La potenza economica e militare delle mafie trova terreno fertile nell’Europa dell’Est. Gli affari dei clan, italiani e non, si espandono in terra straniera sulla spinta di un solido intreccio, il solito, tra imprenditoria, politica e organizzazione criminale. È quanto emerge, quanto ci ricorda e conferma, la vicenda di Jan Kuciak, il giornalista slovacco che stava indagando sulla ‘ndrangheta nel suo Paese, ucciso con la fidanzata a Bratislava. Ne parla oggi Roberto Saviano su Repubblica, evidenziando come già a partire dagli anni ’80 paesi come Ungheria, Polonia, Romania e Slovacchia fossero diventati terre di conquista.

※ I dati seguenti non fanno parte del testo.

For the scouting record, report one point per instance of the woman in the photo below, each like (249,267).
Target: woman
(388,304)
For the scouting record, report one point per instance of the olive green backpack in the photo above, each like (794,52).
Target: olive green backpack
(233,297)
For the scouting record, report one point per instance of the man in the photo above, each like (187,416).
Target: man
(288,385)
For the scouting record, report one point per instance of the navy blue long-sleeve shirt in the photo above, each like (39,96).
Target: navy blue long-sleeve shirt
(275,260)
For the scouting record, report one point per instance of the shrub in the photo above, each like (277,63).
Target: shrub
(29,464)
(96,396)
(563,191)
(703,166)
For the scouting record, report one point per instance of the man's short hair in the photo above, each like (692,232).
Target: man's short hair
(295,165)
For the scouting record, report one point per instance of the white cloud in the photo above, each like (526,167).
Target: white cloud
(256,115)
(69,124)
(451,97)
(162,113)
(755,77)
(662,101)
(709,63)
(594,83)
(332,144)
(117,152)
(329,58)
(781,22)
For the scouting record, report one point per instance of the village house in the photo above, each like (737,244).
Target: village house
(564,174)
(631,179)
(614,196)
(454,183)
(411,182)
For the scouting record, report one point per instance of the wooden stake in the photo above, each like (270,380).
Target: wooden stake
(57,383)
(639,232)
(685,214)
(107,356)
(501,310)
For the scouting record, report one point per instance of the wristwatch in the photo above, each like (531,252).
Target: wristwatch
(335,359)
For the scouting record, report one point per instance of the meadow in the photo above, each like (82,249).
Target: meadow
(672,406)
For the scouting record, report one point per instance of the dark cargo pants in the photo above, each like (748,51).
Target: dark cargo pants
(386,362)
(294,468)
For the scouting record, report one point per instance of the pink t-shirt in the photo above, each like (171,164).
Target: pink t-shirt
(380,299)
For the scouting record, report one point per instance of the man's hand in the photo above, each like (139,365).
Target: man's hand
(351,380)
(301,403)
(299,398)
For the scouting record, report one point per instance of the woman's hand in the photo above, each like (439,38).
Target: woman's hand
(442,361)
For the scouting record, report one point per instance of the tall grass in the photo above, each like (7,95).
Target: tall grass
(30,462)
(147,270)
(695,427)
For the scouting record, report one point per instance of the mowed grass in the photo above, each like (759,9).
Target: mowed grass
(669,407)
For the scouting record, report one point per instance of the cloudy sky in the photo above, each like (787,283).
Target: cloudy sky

La ‘ndrangheta nei paesi dell’Est, una caccia ai fondi europei

Le organizzazioni criminali mafiose, ha spiegato, possono essere considerate i primi gruppi imprenditoriali occidentali ad aver avuto rapporti costanti con i regimi comunisti: un’autostrada che i clan hanno usato per insediarsi in tutti i Paesi Europei. Non potevano comprare proprietà ma potevano sfruttare la corruzione per ottenere la gestione di traffici illeciti e il monopolio di prodotti occidentali che venivano contrabbandati nei paesi del socialismo reale. Un legame, quello con l’Est, consolidatosi poi dopo la caduta del Muro di Berlino, con le mafie che alle aziende occidentali offrivano manodopera a basso costo, velocità di produzione e assenza di sindacati. Erano diventate una sorta di agenzie di servizi che in poco tempo tempo risolvevano problemi amministrativi e burocratici.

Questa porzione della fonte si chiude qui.